The 3 Surfaces You Work On

After the last two years of speaking with real estate agents on a daily basis and understanding the way their business works, I found that most of them, as small business owners / entreprenuers, worked on just about EVERYTHING themselves. No matter how big of a team they had or how much revenue they brought in, there were often some common problems that exiested across the board when it came to Real Estate agents.

The first thing you have to understand about real estate is that you are expected, in many brokerages, to be responsible for everything. Just because they have a national brand logo on their card does not mean they have a legion of help behind them. They are still responsible to accomplish everything on their own.

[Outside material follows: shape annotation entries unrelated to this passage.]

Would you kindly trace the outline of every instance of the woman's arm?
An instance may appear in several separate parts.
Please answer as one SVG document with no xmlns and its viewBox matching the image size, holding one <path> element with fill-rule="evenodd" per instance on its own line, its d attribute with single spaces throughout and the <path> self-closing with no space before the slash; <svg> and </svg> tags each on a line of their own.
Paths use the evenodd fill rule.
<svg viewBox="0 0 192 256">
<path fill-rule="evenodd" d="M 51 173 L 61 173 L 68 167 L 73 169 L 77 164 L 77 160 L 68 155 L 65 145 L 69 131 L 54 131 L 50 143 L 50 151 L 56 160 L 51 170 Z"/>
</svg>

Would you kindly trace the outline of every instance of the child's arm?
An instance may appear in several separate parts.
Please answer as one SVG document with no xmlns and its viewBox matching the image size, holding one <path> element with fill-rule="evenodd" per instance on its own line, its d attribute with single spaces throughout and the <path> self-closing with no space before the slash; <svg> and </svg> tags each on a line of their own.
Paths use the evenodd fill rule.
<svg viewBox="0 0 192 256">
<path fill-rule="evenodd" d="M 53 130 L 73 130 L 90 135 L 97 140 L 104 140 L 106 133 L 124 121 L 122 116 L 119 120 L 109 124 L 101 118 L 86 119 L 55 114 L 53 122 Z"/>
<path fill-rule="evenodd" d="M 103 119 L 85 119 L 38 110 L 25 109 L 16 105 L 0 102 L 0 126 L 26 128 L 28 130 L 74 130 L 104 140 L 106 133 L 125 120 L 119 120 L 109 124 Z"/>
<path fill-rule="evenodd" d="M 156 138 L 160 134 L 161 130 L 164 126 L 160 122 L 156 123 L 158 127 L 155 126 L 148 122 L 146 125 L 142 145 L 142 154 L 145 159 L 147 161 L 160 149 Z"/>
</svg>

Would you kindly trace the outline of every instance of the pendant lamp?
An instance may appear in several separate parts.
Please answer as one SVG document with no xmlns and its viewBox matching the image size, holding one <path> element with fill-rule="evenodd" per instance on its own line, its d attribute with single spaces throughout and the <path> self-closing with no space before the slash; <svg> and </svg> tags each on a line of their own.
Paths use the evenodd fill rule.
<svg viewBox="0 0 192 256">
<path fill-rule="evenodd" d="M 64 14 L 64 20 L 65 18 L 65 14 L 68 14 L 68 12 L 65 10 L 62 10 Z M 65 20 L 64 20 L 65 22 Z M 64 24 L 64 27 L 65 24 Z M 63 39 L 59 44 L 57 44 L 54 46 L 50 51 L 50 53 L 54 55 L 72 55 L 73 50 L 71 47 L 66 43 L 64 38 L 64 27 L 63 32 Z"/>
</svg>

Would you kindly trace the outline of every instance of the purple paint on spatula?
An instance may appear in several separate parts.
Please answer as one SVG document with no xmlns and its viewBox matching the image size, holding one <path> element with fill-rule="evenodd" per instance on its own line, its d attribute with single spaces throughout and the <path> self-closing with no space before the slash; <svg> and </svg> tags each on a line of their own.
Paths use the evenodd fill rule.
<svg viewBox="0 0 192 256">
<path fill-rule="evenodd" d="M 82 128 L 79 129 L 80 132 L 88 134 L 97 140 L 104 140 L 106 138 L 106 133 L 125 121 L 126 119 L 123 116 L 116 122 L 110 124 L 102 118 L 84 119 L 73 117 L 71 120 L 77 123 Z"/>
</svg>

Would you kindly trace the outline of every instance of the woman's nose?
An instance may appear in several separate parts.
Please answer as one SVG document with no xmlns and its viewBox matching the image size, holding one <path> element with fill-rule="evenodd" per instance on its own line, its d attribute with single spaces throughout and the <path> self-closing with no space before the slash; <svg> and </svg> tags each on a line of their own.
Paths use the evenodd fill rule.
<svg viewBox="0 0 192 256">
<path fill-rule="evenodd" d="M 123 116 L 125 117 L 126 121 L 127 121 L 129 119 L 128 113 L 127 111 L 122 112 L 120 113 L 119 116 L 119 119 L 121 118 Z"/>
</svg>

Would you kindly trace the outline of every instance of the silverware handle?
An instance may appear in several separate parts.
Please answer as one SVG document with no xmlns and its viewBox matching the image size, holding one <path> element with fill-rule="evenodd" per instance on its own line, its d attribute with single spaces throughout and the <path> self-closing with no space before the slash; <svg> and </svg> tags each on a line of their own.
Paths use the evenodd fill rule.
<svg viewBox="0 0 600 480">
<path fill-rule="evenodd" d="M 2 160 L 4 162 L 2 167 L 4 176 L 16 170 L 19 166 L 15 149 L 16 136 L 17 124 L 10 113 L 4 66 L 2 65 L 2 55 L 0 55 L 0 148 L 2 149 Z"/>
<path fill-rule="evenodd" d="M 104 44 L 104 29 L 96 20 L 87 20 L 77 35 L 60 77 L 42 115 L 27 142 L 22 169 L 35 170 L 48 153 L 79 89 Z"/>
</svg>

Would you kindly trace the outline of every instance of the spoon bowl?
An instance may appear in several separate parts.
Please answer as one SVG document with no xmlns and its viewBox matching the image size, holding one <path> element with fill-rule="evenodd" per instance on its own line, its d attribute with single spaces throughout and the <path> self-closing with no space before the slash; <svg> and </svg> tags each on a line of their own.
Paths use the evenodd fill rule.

Most people do not understand what that entails. It is more than simply showing houses and negotiating prices. As a Realtor, you are expected to know how to sell, neogtiate, utilize social media, shoot videos, understand marketing strategies. You need to know how houses are built, what the building code is, and how to explain it all without your buyer freaking out. You need to be able to balance a budget, use a CRM, track your past customers, keep relationships with people you have not done business with in years, and help navigate co,plex financial products in order for your customer to make the largest purchase of their lives.

No pressure.

With all of that, I needed a way to break down such an impossible job into manageable pieces. I came up with the idea of the desk, the dining room table, and the conference table.

Let’s start with the dining room table. This is where you sell your product, whatever it is. It is the time you spend face to face with your client learning about their concerns and hopfully solving them. This is one of the areas that people love to focus on, but it only makes up 5-10% of the job agents actually do.

The desk is the area where the majority of the real work happens. This is the behind-the-scenes work that most people hate doing, but create the most tangible differences in the business. This is where you track your numbers, do your work in the CRM, monitor your finances, write goals, etc. It is also where you do your prospecting and fill out your paperwork. These are the parts of the job most of us try to avoid, but without it we would not have the opportunity to sit at the dining room table with the client.

The last surface is the conference table. This is where things get fun. This is where you scale all the things that needed to be done at the desk and conference table so you do not need to be the one to do them. This can happen either by hiring or recruiting a team or by hiring sub-contractors to fill the roles. If you hire a marketing person or contract a marketing company, the result is the same. The chore is off your desk and you don’t have to do it as often.

The problem is most sales training focused in on the Dining Room tables, but neglects the desk and conference table when that is the area where you are the most profitable.

Even if you are in a sales role, do what you can to ensure that you are not only focused on following up on the leads that you are given from the marketing “desk”. Spend time building systems in order to get repeat and referral customers. Leverage the contacts you already have in order to get more sales.

The sad thing is there are many sales employees, even those who work nearly 100% commission or on a draw, who look at what they are doing like a job, not a business. Take a note from entrepreneurs and leverage your existing clientele in order to get more clients. Do this by focusing on all three surfaces, not just increasing your ability at in front of clients.